Written by: Tom Jager
Without a doubt, employee learning and professional development are a critical part of a business strategy. The short shelf life of skills and a super competitive labor market make finding qualified candidates extremely easy and create significant skill shortages that companies have to deal with quickly and effectively to remain competitive.
To stay ahead of the curve, businesses try to hold on onto their best talent and encourage them to learn new skills to close the skill gap and make them feel valued. To achieve that, organizational leaders often create learning opportunities for employees and encourage them to expand their skill set.
Source: LinkedInAccording to LinkedIn’s Workplace Learning & Development report 2018, the most important areas of focus for talent development are diverse and include the following.
As you can see in the image, organizations prioritize the immediate employee development needs, but executives are asking to do more, including increasing the focus on determining industry trends to prevent internal skill gaps.
If you have the same goal of encouraging your employees to learn new skills, closing an internal skill gap, and improving the overall performance of your business, here are some valuable tips for you.
1 Set up a Personalized Employee Training Program
One of the best ways to ensure consistent learning and availability of learning resources such as video tutorials and research papers is to formalize it. Here are the steps that you’ll need to take to make it happen:
- Identify the skill gap and needs of your organization. For example, your hiring managers may need better employee assessment skills
- Set goals. What resources and teaching approach you’ll use to train your employees?
- Collect employee feedback. Raise awareness of the program among employees and ask them what they would like to see in the curriculum and what teaching methods they prefer
- Measure the results of the program using employee feedback and performance.

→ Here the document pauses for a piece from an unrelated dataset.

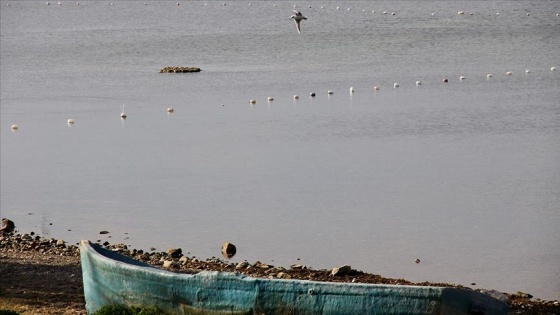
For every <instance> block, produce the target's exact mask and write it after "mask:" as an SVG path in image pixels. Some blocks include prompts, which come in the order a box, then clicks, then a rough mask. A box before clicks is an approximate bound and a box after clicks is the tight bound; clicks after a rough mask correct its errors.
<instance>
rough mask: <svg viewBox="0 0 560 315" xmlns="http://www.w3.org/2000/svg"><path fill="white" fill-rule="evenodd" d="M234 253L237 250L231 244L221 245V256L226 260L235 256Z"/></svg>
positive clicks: (234, 252) (236, 249)
mask: <svg viewBox="0 0 560 315" xmlns="http://www.w3.org/2000/svg"><path fill="white" fill-rule="evenodd" d="M236 252H237V248H236V247H235V245H233V244H232V243H229V242H225V243H224V244H222V255H224V257H225V258H226V259H230V258H231V257H233V256H235V253H236Z"/></svg>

2 Offer Rewards for Learning and Training
Leaders play a critical role in providing motivation for employees to learn new skills, but encouragement alone is often insufficient to achieve the desired outcome. That’s where rewards come in. An organizational incentive system that provides rewards and recognition to employees who accomplish learning goals is a great tool to increase their motivation to learn, so here are some things to keep in mind to do it right:
- Don’t offer financial rewards. According to this compilation of stats from Strategic Incentives, 65 percent of employees strongly agree that such rewards as merchandise or travel are remembered longer than cash payments.
- Go for rewards such as office perks, free launches, best parking spots, sporting event tickets, wine tasting tours, spa days, days off, work-from-home days, tech accessories, free Uber rides, and so on.
Here are more ideas directly from the target audience: 2017 Employee Benefits study from Fractl identified the following benefits that job seekers value when choosing between a high-paying and a lower-paying job.
3 Involve Employees in Decision Making
Doing so can be beneficial for encouraging your employees to learn because they’ll realize that they can put a new knowledge to a good use and assist you with directing the company (that’s a pretty amazing feeling). So, you should make it clear that your employees are a good source of ideas for improving the company.
Here are ideas for you to collect employee’s ideas and demonstrate that you value their feedback:
- Seek their opinion in making decisions that impact your department or team
- Allow them to make decisions related to their or their team’s work
- Put their ideas and suggestion to use
- Ask them for ideas and propositions on planning, issue resolution, project completion and other areas.
4 Align Interests
To let your employees know that learning or training is valuable to both the company and them as professionals, clearly describe how their career will benefit from it. Every new skill they learn opens up a new opportunity (e.g. progression within your company or better pay) and improves their position in the labor market, so you should emphasize that.
By doing so, you’ll also let them know that you’re taking their career progression into account, which is something they’ll appreciate because not so many employers do that. For example, the 2017 State of the American Workplace report from Gallup found that only 20 percent of employees “strongly agree” they have had a conversation with their manager in the last 6 months about the improvement of their career.
5 Offer Personalized Feedback
Every employee participating in training should be offered personalized feedback. Annual or even monthly performance reviews aren’t enough because they often fail to offer any significant value for employees and their careers.
The aforementioned State of the American Workplace report also found that only 23 percent of employees “strongly agree” that their manager provides meaningful feedback to them. This personalized feedback is extremely important because employees who receive it are 3.5 times more engaged than others.
So, make the feedback on learning personalized by taking into account the employee’s unique expertise, aspirations, professional developmental needs, and experiences.
Learning in the workplace can be highly beneficial to both employees and companies, so encouraging workers to learn is something that every business has to do properly to be successful. Not only professional learning provided to employees can help to close an internal skill gap and reduce recruitment costs, but it also can increase employee retention and improve your company’s image as an excellent employer.